Suppl., q. 34 a. 2
Se l'Ordine sia definito propriamente
Quaestio 34 · Del sacramento dell'Ordine quanto all'essenza e alle sue parti
Obiezione 1: Sembra che l'ordine sia impropriamente definito dal Maestro (Sent. iv, D, 53), dove si dice: "L'Ordine è un sigillo della Chiesa, mediante il quale viene conferito un potere spirituale alla persona ordinata". Infatti una parte non dovrebbe essere descritta come il genere del tutto. Ora il carattere che è denotato dal sigillo in una definizione successiva è una parte dell'ordine, poiché è posto in contraddistinzione con ciò che è o solo realtà, o solo sacramento, essendo esso sia realtà che sacramento. Dunque il sigillo non dovrebbe essere menzionato come il genere dell'Ordine.

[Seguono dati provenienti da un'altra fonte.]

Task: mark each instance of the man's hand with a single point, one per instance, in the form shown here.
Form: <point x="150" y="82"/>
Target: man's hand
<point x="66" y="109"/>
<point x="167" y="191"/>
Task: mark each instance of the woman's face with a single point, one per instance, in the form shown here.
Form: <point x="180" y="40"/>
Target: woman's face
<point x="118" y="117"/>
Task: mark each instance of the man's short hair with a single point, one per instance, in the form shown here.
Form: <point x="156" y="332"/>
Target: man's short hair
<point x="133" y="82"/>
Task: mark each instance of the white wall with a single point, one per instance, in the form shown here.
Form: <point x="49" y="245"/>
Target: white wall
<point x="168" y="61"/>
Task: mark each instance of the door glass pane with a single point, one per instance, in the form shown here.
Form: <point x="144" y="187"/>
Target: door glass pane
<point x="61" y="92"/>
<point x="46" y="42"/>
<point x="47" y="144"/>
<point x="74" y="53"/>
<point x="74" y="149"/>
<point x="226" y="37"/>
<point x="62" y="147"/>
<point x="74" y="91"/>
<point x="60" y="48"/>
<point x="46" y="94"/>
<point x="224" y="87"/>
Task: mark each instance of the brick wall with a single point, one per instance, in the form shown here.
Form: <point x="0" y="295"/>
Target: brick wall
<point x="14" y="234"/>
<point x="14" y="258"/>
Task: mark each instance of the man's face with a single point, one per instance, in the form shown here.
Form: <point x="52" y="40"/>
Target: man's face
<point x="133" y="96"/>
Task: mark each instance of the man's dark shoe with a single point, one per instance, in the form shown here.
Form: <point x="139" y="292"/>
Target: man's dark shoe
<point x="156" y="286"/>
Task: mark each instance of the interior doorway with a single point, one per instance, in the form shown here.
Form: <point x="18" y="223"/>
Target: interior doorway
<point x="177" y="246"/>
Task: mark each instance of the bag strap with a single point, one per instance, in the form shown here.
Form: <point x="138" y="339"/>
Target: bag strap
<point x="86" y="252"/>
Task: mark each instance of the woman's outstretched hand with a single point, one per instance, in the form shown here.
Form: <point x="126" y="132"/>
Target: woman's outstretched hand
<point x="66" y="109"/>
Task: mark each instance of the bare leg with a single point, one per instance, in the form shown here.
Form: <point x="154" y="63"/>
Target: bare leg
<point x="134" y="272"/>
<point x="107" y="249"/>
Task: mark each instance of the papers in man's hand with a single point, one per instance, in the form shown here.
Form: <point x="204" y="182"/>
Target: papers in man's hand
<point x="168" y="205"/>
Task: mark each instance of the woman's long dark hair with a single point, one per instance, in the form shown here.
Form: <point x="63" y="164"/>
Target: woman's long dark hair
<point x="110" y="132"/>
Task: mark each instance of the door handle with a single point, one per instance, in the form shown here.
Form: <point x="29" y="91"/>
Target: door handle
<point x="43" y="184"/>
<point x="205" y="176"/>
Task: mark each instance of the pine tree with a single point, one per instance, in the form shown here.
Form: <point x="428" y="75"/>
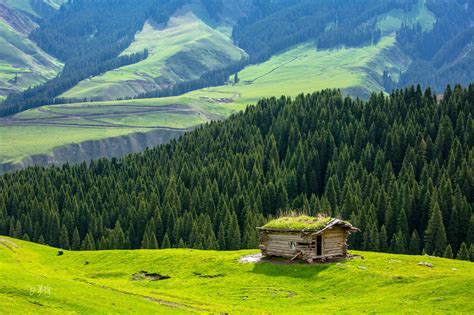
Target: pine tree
<point x="63" y="238"/>
<point x="435" y="235"/>
<point x="166" y="242"/>
<point x="145" y="241"/>
<point x="383" y="239"/>
<point x="41" y="240"/>
<point x="152" y="241"/>
<point x="398" y="244"/>
<point x="221" y="237"/>
<point x="463" y="253"/>
<point x="233" y="233"/>
<point x="76" y="240"/>
<point x="88" y="242"/>
<point x="448" y="253"/>
<point x="414" y="247"/>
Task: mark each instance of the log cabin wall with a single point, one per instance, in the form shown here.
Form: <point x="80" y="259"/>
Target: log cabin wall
<point x="334" y="242"/>
<point x="279" y="244"/>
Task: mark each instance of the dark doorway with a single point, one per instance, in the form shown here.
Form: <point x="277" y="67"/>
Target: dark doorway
<point x="319" y="245"/>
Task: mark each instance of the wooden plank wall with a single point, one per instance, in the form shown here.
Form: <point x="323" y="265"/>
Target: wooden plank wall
<point x="334" y="241"/>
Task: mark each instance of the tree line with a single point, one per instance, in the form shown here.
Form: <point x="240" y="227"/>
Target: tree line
<point x="88" y="36"/>
<point x="399" y="167"/>
<point x="441" y="55"/>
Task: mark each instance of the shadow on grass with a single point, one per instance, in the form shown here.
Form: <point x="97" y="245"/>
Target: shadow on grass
<point x="294" y="270"/>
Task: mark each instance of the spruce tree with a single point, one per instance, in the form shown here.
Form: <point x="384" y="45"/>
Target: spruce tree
<point x="414" y="247"/>
<point x="435" y="235"/>
<point x="63" y="238"/>
<point x="88" y="242"/>
<point x="152" y="241"/>
<point x="166" y="242"/>
<point x="76" y="240"/>
<point x="463" y="253"/>
<point x="41" y="240"/>
<point x="383" y="239"/>
<point x="221" y="237"/>
<point x="145" y="241"/>
<point x="448" y="253"/>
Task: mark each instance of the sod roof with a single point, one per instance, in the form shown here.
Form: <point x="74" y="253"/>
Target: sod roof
<point x="301" y="222"/>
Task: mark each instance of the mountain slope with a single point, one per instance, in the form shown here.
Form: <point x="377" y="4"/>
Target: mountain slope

Obiezione 2: Inoltre, proprio come un carattere viene impresso nel sacramento dell'ordine, così lo è nel sacramento del Battesimo. Ora il carattere non è stato menzionato nella definizione del Battesimo. Dunque nemmeno dovrebbe essere menzionato nella definizione dell'Ordine.
Obiezione 3: Inoltre, nel Battesimo viene dato anche un certo potere spirituale per accostarsi ai sacramenti; e ancora è un sigillo, poiché è un sacramento. Dunque questa definizione è applicabile al Battesimo; e di conseguenza è impropriamente applicata all'Ordine.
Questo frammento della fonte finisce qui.